08 May 2020, 22:12 WIB

Relawan 'Jabar Bergerak' Terobos Pos Pemeriksaan


Kristiadi | Nusantara

SEJUMLAHG relawan ‘Jabar Bergerak’ menerobos batas pos pemeriksaan yang dijaga aparat gabungan berada di Simpang Padayungan dan Cimulu, tepat Jalan dr Soekardjo, Kecamatan Tawang, Kota Tasikmalaya, Jumat (8/5).

Para rombongan yang terdiri sejumlah mobil itu tak mengindahkan arahan petugas yang berjaga.

Berdasarkan pantauan dibeberapa di lokasi, para petugas pemeriksaan telah berusaha mengarahkan relawan yang berada di dalam mobil supaya tidak berdekatan dan diminta penumpang yang berada di bangku depan mobil diminta untuk pindah ke bangku belakang.

Namun, mereka tak mengindahkan arahan petugas hingga salah satu rombongan tak membuka kaca mobil yang dikendarainya dan terus jalan menorobos pos pemeriksaan.
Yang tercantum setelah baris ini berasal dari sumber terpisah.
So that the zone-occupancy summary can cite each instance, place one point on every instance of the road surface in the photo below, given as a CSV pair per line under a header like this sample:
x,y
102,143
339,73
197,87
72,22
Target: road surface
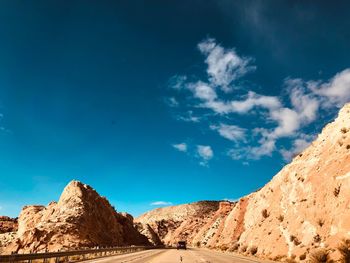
x,y
175,256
 "Maaf ibu buka kaca pintunya, dan ibu ini mau kemana?saya dari Jabar Bergerak pak, jawab pengemudi," kata tim gugus tugas di lokasi, Jumat (8/5).

Rombongan Jabar Bergerak membagi-bagikan paket makanan berupa nasi bungkus di Taman Kota Tasikmalaya. Padahal, kawasan taman merupakan salah satu pusat keramaian yang telah dijaga petugas agar tidak menimbulkan kerumunan. Bahkan, relawan Jabar Bergerak sempat dibubarkan petugas Satpol PP karena membuat keramaian saat membagikan paket makanan ke warga.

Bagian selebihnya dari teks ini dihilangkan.